L'anglais Dyson, créateur des fameux aspirateurs sans sac, qui a obtenu gain de cause devant la justice européenne.
L'inventeur et capitaine d'industrie James Dyson, le 14 septembre 2016 à New York afp.com/Jason Kempin

Le Tribunal de l'Union européenne (UE) a reconnu ce jeudi la validité des arguments du fabricant britannique d'aspirateurs Dyson dans la bataille sur l'étiquetage énergétique, qu'il estimait défavorable à ses produits. Dyson, qui fabrique des aspirateurs qui fonctionnent sans sac à poussière, estimait que l'étiquetage ne prenait pas en compte les conditions réelles d'utilisation des produits.

L'étiquetage, de A à G, reflète le niveau de consommation d'énergie d'un appareil. Or les tests pour calculer la note des aspirateurs étaient effectués sur des appareils dont le sac était vide, ce qui selon Dyson faussait les résultats de performance, car les tests ignoraient de possibles pertes d'aspiration après quelques utilisations.

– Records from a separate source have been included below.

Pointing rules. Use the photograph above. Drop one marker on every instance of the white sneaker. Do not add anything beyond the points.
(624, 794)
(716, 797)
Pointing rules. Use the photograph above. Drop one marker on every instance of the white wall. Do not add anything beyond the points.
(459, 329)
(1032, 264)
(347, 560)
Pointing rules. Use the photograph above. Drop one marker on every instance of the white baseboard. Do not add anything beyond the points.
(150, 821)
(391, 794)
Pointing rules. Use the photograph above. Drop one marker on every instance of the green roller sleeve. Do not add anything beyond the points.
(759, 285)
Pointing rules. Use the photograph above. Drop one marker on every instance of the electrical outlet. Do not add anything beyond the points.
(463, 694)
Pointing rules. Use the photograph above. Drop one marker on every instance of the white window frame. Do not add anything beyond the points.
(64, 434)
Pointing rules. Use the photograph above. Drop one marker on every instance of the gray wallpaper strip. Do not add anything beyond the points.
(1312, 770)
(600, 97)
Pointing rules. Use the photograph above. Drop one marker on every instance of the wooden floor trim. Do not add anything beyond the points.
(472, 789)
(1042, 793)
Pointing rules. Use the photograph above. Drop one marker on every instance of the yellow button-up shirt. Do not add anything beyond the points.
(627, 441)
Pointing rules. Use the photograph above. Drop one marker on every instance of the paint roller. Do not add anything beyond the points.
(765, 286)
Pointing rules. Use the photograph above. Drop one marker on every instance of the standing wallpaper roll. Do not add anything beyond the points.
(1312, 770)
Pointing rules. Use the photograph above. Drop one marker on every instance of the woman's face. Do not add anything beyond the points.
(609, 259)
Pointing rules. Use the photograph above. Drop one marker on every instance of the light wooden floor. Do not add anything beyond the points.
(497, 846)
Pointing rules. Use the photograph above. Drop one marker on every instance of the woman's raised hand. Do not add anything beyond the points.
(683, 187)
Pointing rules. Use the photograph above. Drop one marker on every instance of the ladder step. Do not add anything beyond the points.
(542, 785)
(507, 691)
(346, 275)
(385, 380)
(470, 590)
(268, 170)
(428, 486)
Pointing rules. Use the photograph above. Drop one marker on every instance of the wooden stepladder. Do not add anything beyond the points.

Deux mois pour faire appel

Selon la justice européenne, "la Commission avait l'obligation de retenir une méthode de calcul qui permet de mesurer la performance énergétique des aspirateurs dans des conditions aussi proches que possible des conditions réelles d'utilisation. Cela implique que le réservoir de l'aspirateur est rempli à un certain niveau".

La Commission a deux mois pour faire appel de la décision. L'exécutif européen a indiqué jeudi qu'il allait étudier en détail le jugement du tribunal et "évaluer son impact", avant de se prononcer.

Étiquetage pas obligatoire

Une porte-parole de l'institution a souligné que le jugement "ne remet pas en cause l'efficacité de la politique d'efficacité énergétique de l'UE, ni de ses mesures et de la contribution importante qu'elles ont sur les objectifs de l'Union" en matière d'économies d'énergie.

Selon Dyson, "si la Commission européenne ne fait pas appel, les fabricants d'aspirateurs ne seront pas contraints d'utiliser l'étiquette, et ceux qui choisiraient de le faire seraient jugés selon les critères de la publicité impartiale" : en cas de performances moindres qu'annoncé, les fabricants pourraient être accusés de tromper les consommateurs.